Vous deviez bien m'envoyer les versiculets du prince et la réponse. Vous me direz que c’étoit à moy d'en faire, et que je suis bien impertinent de rester dans le silence quand les savants et les princes, s'empressent à rendre hommage à madame de la Popliniere.

Mais quoy si ma muse échaufée
Eut loué cet objet charmant
Qui réunit si noblement
Les talens d'Euclide et d'Orphée
Ce seroit un foible ornement
Au piedestal de son trofée.
La louer est un vain employ,
Elle régnera bien sans moy
Dans ce monde, et dans la mémoire,
Et l'heureux maitre de son cœur,
Celuy qui fait seul son bonheur
Pourait seul augmenter sa gloire.

A propos de vers on imprime l'enfant prodigue un peu différent de la détestable copie qu'ont les comédiens, et que vous avez envoyé (dont j'enrage) au prince royal.

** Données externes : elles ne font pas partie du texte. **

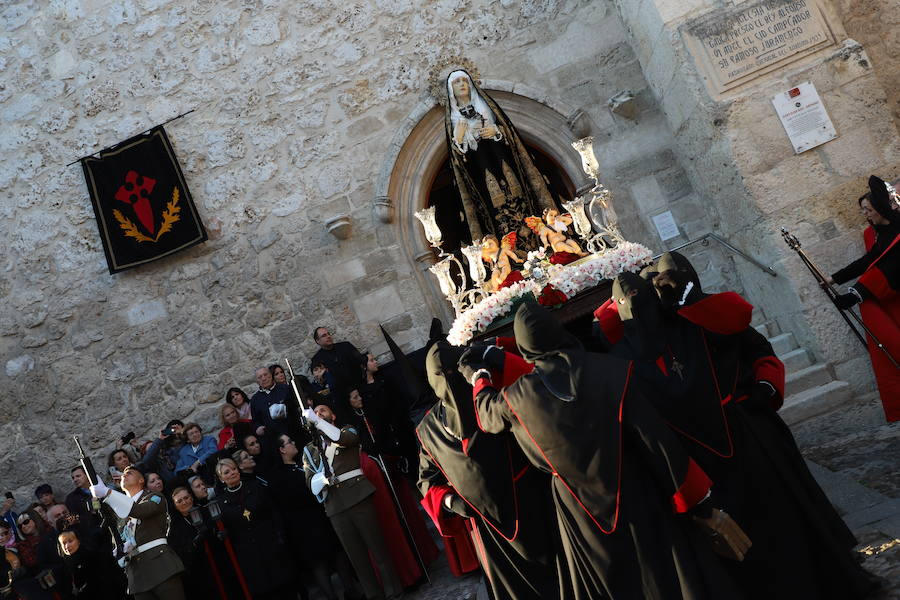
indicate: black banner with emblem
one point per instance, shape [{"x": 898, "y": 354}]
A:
[{"x": 143, "y": 206}]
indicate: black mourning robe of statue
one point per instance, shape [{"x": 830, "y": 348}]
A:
[
  {"x": 621, "y": 480},
  {"x": 508, "y": 499},
  {"x": 701, "y": 379},
  {"x": 497, "y": 181},
  {"x": 255, "y": 528}
]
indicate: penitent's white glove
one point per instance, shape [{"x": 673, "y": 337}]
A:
[
  {"x": 99, "y": 490},
  {"x": 310, "y": 415}
]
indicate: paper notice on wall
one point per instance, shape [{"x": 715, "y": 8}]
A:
[
  {"x": 665, "y": 225},
  {"x": 804, "y": 117}
]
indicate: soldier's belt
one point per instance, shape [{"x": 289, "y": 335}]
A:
[
  {"x": 150, "y": 545},
  {"x": 349, "y": 475}
]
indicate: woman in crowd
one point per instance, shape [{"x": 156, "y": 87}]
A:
[
  {"x": 92, "y": 570},
  {"x": 208, "y": 570},
  {"x": 278, "y": 373},
  {"x": 247, "y": 466},
  {"x": 265, "y": 461},
  {"x": 7, "y": 538},
  {"x": 312, "y": 539},
  {"x": 233, "y": 427},
  {"x": 32, "y": 527},
  {"x": 392, "y": 432},
  {"x": 255, "y": 529},
  {"x": 238, "y": 399},
  {"x": 155, "y": 483},
  {"x": 372, "y": 458}
]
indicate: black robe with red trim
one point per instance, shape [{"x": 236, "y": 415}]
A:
[
  {"x": 879, "y": 273},
  {"x": 620, "y": 480},
  {"x": 506, "y": 501},
  {"x": 711, "y": 360}
]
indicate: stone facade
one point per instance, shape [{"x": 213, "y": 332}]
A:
[
  {"x": 299, "y": 107},
  {"x": 296, "y": 105}
]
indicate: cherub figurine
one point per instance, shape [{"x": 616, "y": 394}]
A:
[
  {"x": 557, "y": 241},
  {"x": 498, "y": 256},
  {"x": 557, "y": 222}
]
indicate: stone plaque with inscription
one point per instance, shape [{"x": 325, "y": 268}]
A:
[{"x": 736, "y": 44}]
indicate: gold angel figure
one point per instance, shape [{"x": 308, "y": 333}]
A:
[
  {"x": 498, "y": 257},
  {"x": 552, "y": 236}
]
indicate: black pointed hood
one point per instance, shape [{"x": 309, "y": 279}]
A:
[
  {"x": 557, "y": 354},
  {"x": 455, "y": 408},
  {"x": 677, "y": 282}
]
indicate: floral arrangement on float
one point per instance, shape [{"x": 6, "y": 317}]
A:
[
  {"x": 568, "y": 280},
  {"x": 560, "y": 269}
]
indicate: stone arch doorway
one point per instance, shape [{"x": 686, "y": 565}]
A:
[{"x": 418, "y": 152}]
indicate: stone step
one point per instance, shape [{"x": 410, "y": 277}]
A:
[
  {"x": 758, "y": 317},
  {"x": 796, "y": 360},
  {"x": 804, "y": 379},
  {"x": 783, "y": 343},
  {"x": 815, "y": 401},
  {"x": 768, "y": 329}
]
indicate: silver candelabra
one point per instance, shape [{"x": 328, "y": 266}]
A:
[
  {"x": 602, "y": 232},
  {"x": 449, "y": 270}
]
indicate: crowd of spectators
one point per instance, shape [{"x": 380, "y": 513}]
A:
[{"x": 242, "y": 517}]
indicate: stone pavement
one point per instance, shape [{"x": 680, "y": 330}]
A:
[{"x": 853, "y": 454}]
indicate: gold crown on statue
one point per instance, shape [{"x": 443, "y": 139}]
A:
[{"x": 437, "y": 76}]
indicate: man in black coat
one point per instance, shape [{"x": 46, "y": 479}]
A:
[
  {"x": 274, "y": 407},
  {"x": 464, "y": 472},
  {"x": 343, "y": 360}
]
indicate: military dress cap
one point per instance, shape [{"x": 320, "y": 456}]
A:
[
  {"x": 135, "y": 468},
  {"x": 880, "y": 198}
]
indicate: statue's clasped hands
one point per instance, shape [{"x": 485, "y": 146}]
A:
[{"x": 488, "y": 132}]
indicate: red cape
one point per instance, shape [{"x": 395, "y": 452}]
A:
[
  {"x": 402, "y": 555},
  {"x": 881, "y": 315}
]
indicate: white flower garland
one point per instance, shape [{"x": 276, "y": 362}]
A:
[{"x": 569, "y": 279}]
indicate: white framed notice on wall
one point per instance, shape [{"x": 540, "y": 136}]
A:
[
  {"x": 665, "y": 225},
  {"x": 804, "y": 117}
]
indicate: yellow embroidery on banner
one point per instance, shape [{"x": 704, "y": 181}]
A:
[{"x": 170, "y": 217}]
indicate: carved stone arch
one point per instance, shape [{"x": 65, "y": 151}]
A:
[{"x": 419, "y": 148}]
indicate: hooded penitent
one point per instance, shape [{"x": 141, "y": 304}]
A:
[
  {"x": 881, "y": 199},
  {"x": 484, "y": 480},
  {"x": 557, "y": 354},
  {"x": 639, "y": 309},
  {"x": 677, "y": 283},
  {"x": 497, "y": 181}
]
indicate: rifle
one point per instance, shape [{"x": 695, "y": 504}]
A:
[
  {"x": 794, "y": 244},
  {"x": 314, "y": 433},
  {"x": 379, "y": 460},
  {"x": 105, "y": 520}
]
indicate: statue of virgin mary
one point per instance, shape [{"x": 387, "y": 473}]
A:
[{"x": 494, "y": 173}]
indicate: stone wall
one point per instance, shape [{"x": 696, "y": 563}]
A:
[
  {"x": 740, "y": 162},
  {"x": 876, "y": 25},
  {"x": 296, "y": 103}
]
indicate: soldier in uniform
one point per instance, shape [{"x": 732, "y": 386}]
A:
[
  {"x": 153, "y": 569},
  {"x": 347, "y": 496}
]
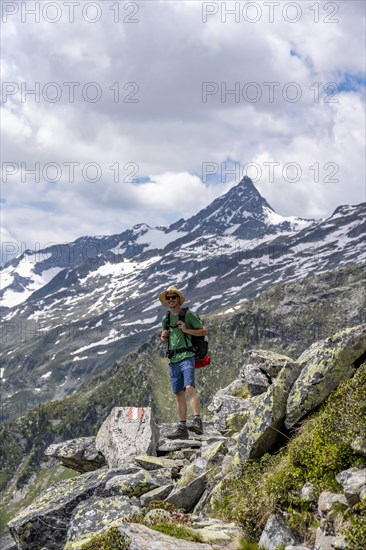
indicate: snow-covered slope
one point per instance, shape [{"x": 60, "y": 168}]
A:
[{"x": 103, "y": 298}]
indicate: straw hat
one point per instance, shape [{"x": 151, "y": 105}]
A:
[{"x": 171, "y": 289}]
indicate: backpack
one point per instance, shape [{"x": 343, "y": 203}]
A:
[{"x": 199, "y": 344}]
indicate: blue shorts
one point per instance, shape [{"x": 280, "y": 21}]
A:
[{"x": 182, "y": 374}]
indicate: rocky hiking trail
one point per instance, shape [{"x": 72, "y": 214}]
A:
[{"x": 132, "y": 477}]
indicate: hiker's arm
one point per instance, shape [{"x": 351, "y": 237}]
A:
[{"x": 192, "y": 331}]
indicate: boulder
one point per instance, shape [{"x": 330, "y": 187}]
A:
[
  {"x": 78, "y": 454},
  {"x": 358, "y": 445},
  {"x": 136, "y": 484},
  {"x": 226, "y": 406},
  {"x": 160, "y": 493},
  {"x": 45, "y": 522},
  {"x": 262, "y": 429},
  {"x": 328, "y": 542},
  {"x": 191, "y": 472},
  {"x": 270, "y": 362},
  {"x": 187, "y": 496},
  {"x": 169, "y": 445},
  {"x": 327, "y": 500},
  {"x": 214, "y": 530},
  {"x": 7, "y": 543},
  {"x": 307, "y": 492},
  {"x": 276, "y": 533},
  {"x": 157, "y": 515},
  {"x": 127, "y": 432},
  {"x": 157, "y": 462},
  {"x": 324, "y": 365},
  {"x": 95, "y": 516},
  {"x": 352, "y": 484},
  {"x": 144, "y": 538},
  {"x": 257, "y": 382}
]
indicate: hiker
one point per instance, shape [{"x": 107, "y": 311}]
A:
[{"x": 181, "y": 359}]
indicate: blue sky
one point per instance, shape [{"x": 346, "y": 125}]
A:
[{"x": 162, "y": 97}]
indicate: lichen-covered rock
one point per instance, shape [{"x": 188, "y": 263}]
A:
[
  {"x": 226, "y": 406},
  {"x": 136, "y": 484},
  {"x": 328, "y": 542},
  {"x": 95, "y": 516},
  {"x": 187, "y": 496},
  {"x": 276, "y": 533},
  {"x": 307, "y": 492},
  {"x": 262, "y": 429},
  {"x": 169, "y": 445},
  {"x": 191, "y": 472},
  {"x": 257, "y": 382},
  {"x": 45, "y": 522},
  {"x": 78, "y": 454},
  {"x": 358, "y": 445},
  {"x": 157, "y": 462},
  {"x": 327, "y": 500},
  {"x": 352, "y": 481},
  {"x": 160, "y": 493},
  {"x": 157, "y": 515},
  {"x": 214, "y": 454},
  {"x": 7, "y": 543},
  {"x": 127, "y": 432},
  {"x": 214, "y": 530},
  {"x": 270, "y": 362},
  {"x": 144, "y": 538},
  {"x": 324, "y": 365}
]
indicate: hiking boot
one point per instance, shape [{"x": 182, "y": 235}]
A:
[
  {"x": 196, "y": 426},
  {"x": 180, "y": 433}
]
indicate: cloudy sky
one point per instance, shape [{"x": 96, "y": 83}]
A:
[{"x": 116, "y": 113}]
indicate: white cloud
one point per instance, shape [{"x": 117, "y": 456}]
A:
[{"x": 171, "y": 132}]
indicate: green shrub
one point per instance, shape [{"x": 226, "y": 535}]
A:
[
  {"x": 355, "y": 535},
  {"x": 111, "y": 540},
  {"x": 178, "y": 531},
  {"x": 320, "y": 450}
]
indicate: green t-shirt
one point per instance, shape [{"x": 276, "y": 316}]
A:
[{"x": 176, "y": 336}]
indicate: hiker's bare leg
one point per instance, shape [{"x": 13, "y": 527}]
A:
[
  {"x": 181, "y": 405},
  {"x": 194, "y": 400}
]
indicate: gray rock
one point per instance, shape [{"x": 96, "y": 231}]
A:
[
  {"x": 45, "y": 522},
  {"x": 157, "y": 515},
  {"x": 136, "y": 484},
  {"x": 352, "y": 483},
  {"x": 307, "y": 492},
  {"x": 127, "y": 432},
  {"x": 276, "y": 533},
  {"x": 160, "y": 493},
  {"x": 144, "y": 538},
  {"x": 328, "y": 542},
  {"x": 327, "y": 500},
  {"x": 257, "y": 381},
  {"x": 345, "y": 474},
  {"x": 7, "y": 543},
  {"x": 186, "y": 497},
  {"x": 157, "y": 462},
  {"x": 269, "y": 361},
  {"x": 168, "y": 445},
  {"x": 228, "y": 406},
  {"x": 262, "y": 429},
  {"x": 358, "y": 445},
  {"x": 97, "y": 515},
  {"x": 324, "y": 365},
  {"x": 78, "y": 454}
]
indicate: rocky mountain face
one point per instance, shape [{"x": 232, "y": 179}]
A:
[
  {"x": 287, "y": 319},
  {"x": 136, "y": 486},
  {"x": 72, "y": 310}
]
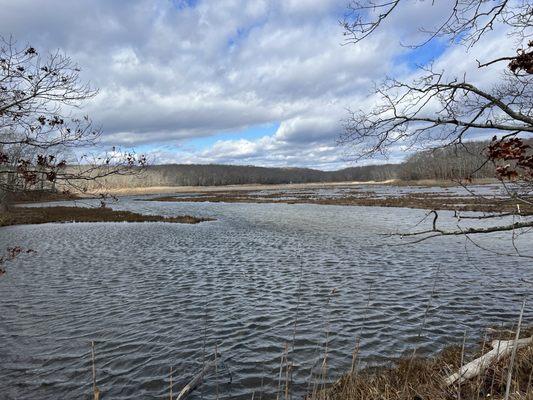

Je n'ay encor fait que deux actes de Merope car j'ay un cabinet de fisique qui me tient au cœur.

Pluribus attentus minor ad singula.

Je trouve dans Castor et Pollux des traits charmants. Le tout ensemble n'est pas peutêtre bien tissu. Il y manque le molle et amœnum, et même il y manque l'intérest. Mais après tout je vous avoue que j'aimerois mieux avoir fait une demi douzaine de petits morceaux qui sont épars dans cette pièce qu'un de ces opera insipides et uniformes. Je trouve encor que les vers n'en sont pas toujours bien liriques, et je croi que le récitatif a deu baucoup coûter à notre grand Ramau. Je ne songe point à sa musique que je n'aye de tendres retours pour Samson. Es ce qu'on n'entendra jamais à l'opéra

Profonds abîmes de la terre,
Enfer ouvre toy, etc.?

Mais ne pensons plus aux vanitez du monde. Je vous remercie mon ami d'avoir consolé mes nièces. Je ne leur proposais un voiage a Cirey qu'en cas que leurs affaires et les bienséances s'acomodassent avec ce voiage. Mais voicy une autre négociation qui est assez digne de la bonté de votre cœur et du don de persuader dont dieu a pourvu votre esprit acort et votre longue fisionomie.

Si madame Pagnon vouloit se charger de marier la cadette à quelque bon gros robin, je me chargerois moy de marier l'ainée à un jeune homme de condition dont la famille entière m'honore de la plus tendre et de la plus inviolable amitié. Assurément je ne veux pas hasarder de la rendre malheureuse. Elle auroit affaire à une famille qui seroit à ses pieds, elle seroit maîtresse d'un châtau assez joli qu'on embeliroit pour elle. Un bien médiocre la feroit vivre avec baucoup plus d'abondance que si elle avoit quinze mille livres de rentes à Paris. Elle passeroit une partie de l'année avec madame du Chastelet, elle viendroit à Paris avec nous dans l'ocasion, enfin je serois son père. C'est mon cher ami ce que je luy propose, en cas qu'elle ne trouve pas mieux. Dieu me préserve de prétendre gêner la moindre de ses inclinations. Attenter à la liberté de son prochain me parait un crime contre l'humanité. C'est le péché contre nature. C'est à votre prudence à sonder ses inclinations. Si après que vous luy aurez représenté ce party avec vos lèvres de persuasion, elle le trouve à son gré, alors qu'elle me laisse faire. Vous pourez luy insinuer un peu de dégoust pour la vie médiocre qu'elle mèneroit à Paris, et baucoup d'envie de s’établir honnêtement. Ce seroit ensuite à elle à ménager tout doucement l'esprit de ses oncles. Tout cecy comme vous voyez est l'exposition de la pièce. Mais le dernier acte n'est pas je croi prest d’être joué. Je remets l'intrigue entre vos mains.

Voicy un petit mot de lettre pour l'amy Berger. Adieu, je vous embrasse. Comment donc le gentil Bernard a t'il quitté Pollion et Tucca? Adieu mon cher amy.

Je reçois dans le moment une lettre de ma nièce qui me fait baucoup de plaisir. Elle n'est pas loin d'accepter ce que je luy propose, et elle a raison. Vale.